I HAVE just arrived from my first trip to China. I was part of the Cebu City delegation that Mayor Edgar Labella assembled to join his official visit to the port city of Xiamen in the southeast coast of China. There must have been no less than 50 of us, including businessmen from the Filipino Chinese Chamber of Commerce and the Cebu Chamber of Commerce, led by Ambassador Frank Benedicto and Robert Dino, the father of the presidential assistant for the Visayas.
Xiamen is where many of the Filipino Chinese trace their roots to. It is a sister city of Cebu and one of the purposes of Labella’s trip was to celebrate the 35th year of the sisterhood agreement with his Xiamen counterpart.
He also addressed the inaugural Silk Road Maritime International Cooperation Forum attended by delegates from all over the world. Other speakers included a former prime minister of Egypt, the current minister of Mining and Energy of Serbia, the vice minister for Transport of the People’s Republic of China and top officials of the largest international shipping companies, including the giant China Cosco Shipping Corp. Labella was the only government official from the whole of Southeast Asia who spoke in the forum.
The last time we traveled with the mayor was in Bangkok three weeks ago. It was supposed to be a pleasure trip but other than the river cruise, we were never really able to become tourists because Labella unintentionally made it a working trip, always thinking about how the night market worked, how traffic was maintained and how Bangkok disposed of its garbage.

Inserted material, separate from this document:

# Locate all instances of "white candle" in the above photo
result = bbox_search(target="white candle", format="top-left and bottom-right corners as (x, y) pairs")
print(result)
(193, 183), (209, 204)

This time, I had no illusions whatsoever that I was on a sightseeing adventure. He was on an official visit and was the schedule overwhelming! Aside from the audience with the Xiamen mayor, he dropped by the booth set up by Cebu City’s two chambers of commerce in the Xiamen international trade fair, held dialogues with housing officials and the head and other leaders of the city’s huge government hospital and visited Xiamen’s waste to energy plant. Not surprising since housing, hospital care and garbage disposal are three of Labella’s priority programs.
The only tourist-like thing that we did was a side trip to Quanzhou to visit the monument of Jose Rizal that the city built to celebrate our national hero’s ancestry. Rizal’s paternal great great grandfather was supposedly an immigrant from Shang Guo village.

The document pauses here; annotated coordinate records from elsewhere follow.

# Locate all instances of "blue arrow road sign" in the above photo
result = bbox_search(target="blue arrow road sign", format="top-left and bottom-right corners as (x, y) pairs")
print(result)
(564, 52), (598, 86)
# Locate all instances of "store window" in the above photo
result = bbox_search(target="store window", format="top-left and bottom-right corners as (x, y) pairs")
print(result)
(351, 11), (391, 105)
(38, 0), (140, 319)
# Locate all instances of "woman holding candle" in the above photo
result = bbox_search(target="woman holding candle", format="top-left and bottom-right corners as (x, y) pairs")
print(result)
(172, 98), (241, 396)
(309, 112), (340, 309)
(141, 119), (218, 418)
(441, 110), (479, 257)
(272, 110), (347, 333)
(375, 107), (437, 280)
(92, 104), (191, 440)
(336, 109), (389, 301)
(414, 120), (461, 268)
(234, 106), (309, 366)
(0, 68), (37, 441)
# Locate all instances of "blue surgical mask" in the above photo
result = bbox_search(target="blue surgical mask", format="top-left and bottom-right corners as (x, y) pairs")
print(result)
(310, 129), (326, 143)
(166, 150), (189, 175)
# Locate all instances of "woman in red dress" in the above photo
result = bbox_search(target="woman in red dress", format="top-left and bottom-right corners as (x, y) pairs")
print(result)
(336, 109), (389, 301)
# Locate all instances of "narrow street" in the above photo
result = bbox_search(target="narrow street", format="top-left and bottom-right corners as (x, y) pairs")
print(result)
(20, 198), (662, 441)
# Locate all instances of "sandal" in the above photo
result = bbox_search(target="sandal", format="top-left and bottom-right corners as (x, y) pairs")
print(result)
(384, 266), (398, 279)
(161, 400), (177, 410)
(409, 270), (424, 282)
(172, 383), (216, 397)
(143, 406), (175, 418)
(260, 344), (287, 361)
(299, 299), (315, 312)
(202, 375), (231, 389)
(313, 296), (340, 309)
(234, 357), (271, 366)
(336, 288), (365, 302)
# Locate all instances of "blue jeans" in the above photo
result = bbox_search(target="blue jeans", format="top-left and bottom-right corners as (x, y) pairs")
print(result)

But I’m not complaining. In fact, I am grateful for the privilege of being able to tag along in an official visit and enjoying the perks that went with it such as breezing through customs and immigration and the dinners hosted by Ambassador Benedicto, Robert Dino and some other wealthy businessmen in the delegation. I even had a soldier saluting me on my way up to the plane. (I returned the salute; the poor guy must have thought I was the mayor).

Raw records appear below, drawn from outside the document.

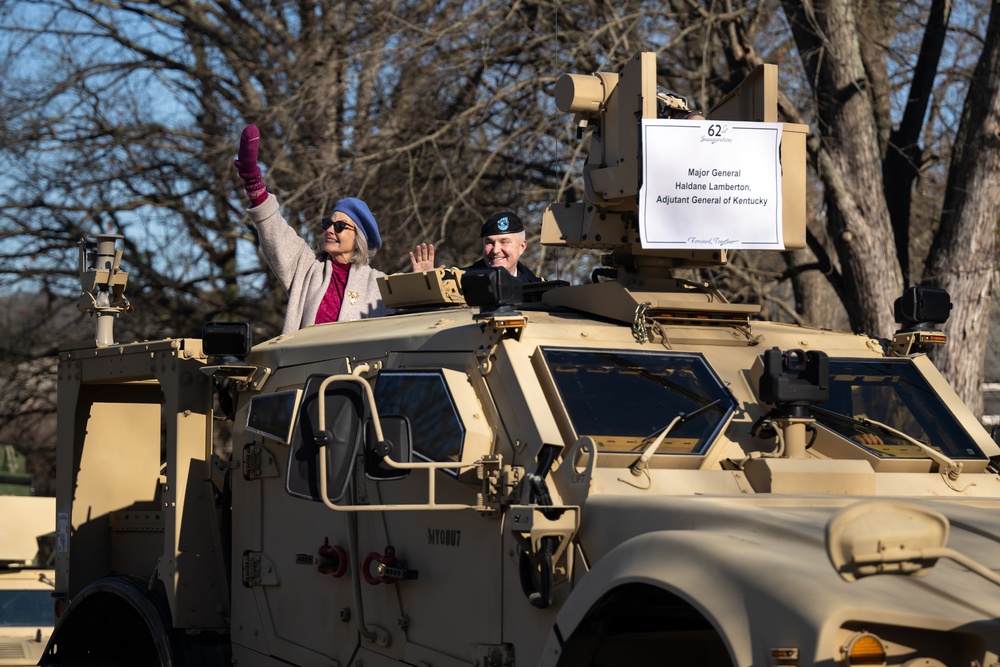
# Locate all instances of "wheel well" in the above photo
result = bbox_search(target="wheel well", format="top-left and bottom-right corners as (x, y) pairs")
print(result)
(559, 583), (733, 667)
(42, 577), (171, 667)
(39, 576), (230, 667)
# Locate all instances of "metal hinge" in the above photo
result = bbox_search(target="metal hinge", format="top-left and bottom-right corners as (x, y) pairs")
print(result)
(472, 644), (514, 667)
(243, 551), (278, 586)
(476, 454), (524, 511)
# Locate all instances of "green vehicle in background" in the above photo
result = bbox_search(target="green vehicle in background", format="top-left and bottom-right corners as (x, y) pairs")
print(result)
(0, 444), (55, 666)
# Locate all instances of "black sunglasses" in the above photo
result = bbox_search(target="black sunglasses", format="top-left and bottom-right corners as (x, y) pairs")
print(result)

But the best thing that happened to me was the realization that not all that you read about China are true. I expected a forbidding society crawling with military agents ever ready to pounce on you and drag you to whereabouts unknown for the slightest reason. In fact, what I saw was nothing different from the places I’d been to. There were smiling people and non-smiling people going about their chores the way we do ours. Okay, maybe, they work more seriously than we do.
And there were no military agents or if there were, they did a great job of blending with the crowd. We felt so secure that on our third day, Walk and Talk’s Lester Razo, Alex Monteclar, Noli Caisip and I ventured out into Xiamen’s streets shortly before midnight and bought ourselves a mango fruit, the size of a newborn’s head.
That was the only thing unusual we noticed about Xiamen throughout our five days stay.